Providing life changing literacy skills one word at a time.

Over ten years ago, Berniece Gowan started offering literacy support to poverty reduction agencies and shelters across Alberta. Now, she does that on behalf of Bow Valley College. 

Berniece Gowan has been working in adult literacy and learning for the past 17 years. She ran Taking Shelter with Literacy, the literacy program in agencies and shelters, when she was working for Literacy Alberta. 

Simultaneously, the Centre for Excellence in Foundational Learning at the College had been offering Lifeline to Literacy – a low risk, no-fee course for adults with literacy skills gaps. The course at that time taught basic reading, writing, math, and computer skills. 

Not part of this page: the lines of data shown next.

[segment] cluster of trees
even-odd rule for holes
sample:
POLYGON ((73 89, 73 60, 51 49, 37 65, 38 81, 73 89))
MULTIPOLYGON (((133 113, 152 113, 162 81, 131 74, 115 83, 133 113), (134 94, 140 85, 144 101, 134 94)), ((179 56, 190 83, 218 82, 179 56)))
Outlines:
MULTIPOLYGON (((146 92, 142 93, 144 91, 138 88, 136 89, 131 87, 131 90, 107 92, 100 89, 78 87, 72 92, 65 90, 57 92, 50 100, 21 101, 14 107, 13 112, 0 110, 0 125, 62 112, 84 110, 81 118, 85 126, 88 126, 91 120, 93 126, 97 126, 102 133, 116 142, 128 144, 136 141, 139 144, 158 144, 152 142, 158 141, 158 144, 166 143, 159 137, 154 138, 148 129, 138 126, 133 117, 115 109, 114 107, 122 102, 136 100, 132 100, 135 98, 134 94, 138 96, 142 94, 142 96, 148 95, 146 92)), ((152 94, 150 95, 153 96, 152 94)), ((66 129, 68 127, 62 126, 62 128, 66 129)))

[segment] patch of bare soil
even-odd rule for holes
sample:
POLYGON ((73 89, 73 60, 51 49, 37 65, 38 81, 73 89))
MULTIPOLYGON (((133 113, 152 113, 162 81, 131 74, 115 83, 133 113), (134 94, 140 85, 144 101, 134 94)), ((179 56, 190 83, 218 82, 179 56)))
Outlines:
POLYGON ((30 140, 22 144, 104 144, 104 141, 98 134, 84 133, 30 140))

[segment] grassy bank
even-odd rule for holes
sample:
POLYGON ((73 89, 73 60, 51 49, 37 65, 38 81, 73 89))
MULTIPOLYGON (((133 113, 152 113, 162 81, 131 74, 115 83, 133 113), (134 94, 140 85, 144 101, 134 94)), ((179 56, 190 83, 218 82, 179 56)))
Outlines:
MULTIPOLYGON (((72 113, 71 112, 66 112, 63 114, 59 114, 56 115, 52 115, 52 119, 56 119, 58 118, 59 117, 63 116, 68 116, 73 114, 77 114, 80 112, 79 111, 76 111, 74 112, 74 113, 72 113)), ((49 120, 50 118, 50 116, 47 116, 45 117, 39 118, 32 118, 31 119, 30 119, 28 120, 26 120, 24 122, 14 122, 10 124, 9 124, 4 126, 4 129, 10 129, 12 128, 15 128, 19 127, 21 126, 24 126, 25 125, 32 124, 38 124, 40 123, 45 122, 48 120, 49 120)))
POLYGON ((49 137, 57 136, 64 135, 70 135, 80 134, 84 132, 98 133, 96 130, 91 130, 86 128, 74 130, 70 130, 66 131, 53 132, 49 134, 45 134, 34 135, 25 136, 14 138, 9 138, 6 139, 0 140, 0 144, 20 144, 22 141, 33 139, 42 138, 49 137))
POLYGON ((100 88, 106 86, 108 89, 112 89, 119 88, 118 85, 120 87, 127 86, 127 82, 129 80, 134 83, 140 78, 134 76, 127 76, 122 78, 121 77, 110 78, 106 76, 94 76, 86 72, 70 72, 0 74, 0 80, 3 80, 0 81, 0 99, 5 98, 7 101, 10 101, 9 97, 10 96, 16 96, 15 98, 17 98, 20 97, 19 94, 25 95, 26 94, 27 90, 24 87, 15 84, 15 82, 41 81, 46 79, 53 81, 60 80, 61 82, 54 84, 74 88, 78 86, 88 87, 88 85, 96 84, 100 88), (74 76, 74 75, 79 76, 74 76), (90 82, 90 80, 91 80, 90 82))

But as Calgary fell into the economic downturn, the course’s numbers fell too. Its participants struggled with getting enough food, finding housing, and staying healthy. Many of them couldn’t make literacy a priority anymore. 

Instead of closing the course, Berniece – who joined the College in 2013 as project manager for the Adult Literacy and Essential Skills Research Institute – visited the idea of taking Lifeline to Literacy into the community. She and her team consulted research that linked homelessness and low literacy rates, and stated the importance of making literacy opportunities available to those who need them most. They also worked very closely with the course’s grant funder, Calgary Learns, before making a decision. Berniece and Debra King, the Lifeline to Literacy instructor, began to connect with agencies with a focus on homeless shelters.   
In the fall of 2016, Berniece and Debra introduced the first Lifeline to Literacy in Community course at the Alex HomeBase. The staff at the Alex have since noticed a measurable difference in participants’ self-esteem and their ability to communicate. By the fall of 2017, courses had begun at the Mustard Seed and the Calgary Drop-In & Rehab Centre, which neighbours the College. Courses continue to run at these three agencies with the partial funding of Calgary Learns.
 
“We are providing a safe, supported and accessible opportunity for these learners to practice literacy skills and identify where in their lives literacy skills challenges create barriers for them,” says Berniece. “They may never decide to step back into a learning environment in a more formal way, but we’re giving them a space to think of themselves as learners. We are also working with these agencies, offering literacy awareness training for staff. Both parts of this project can make a difference.”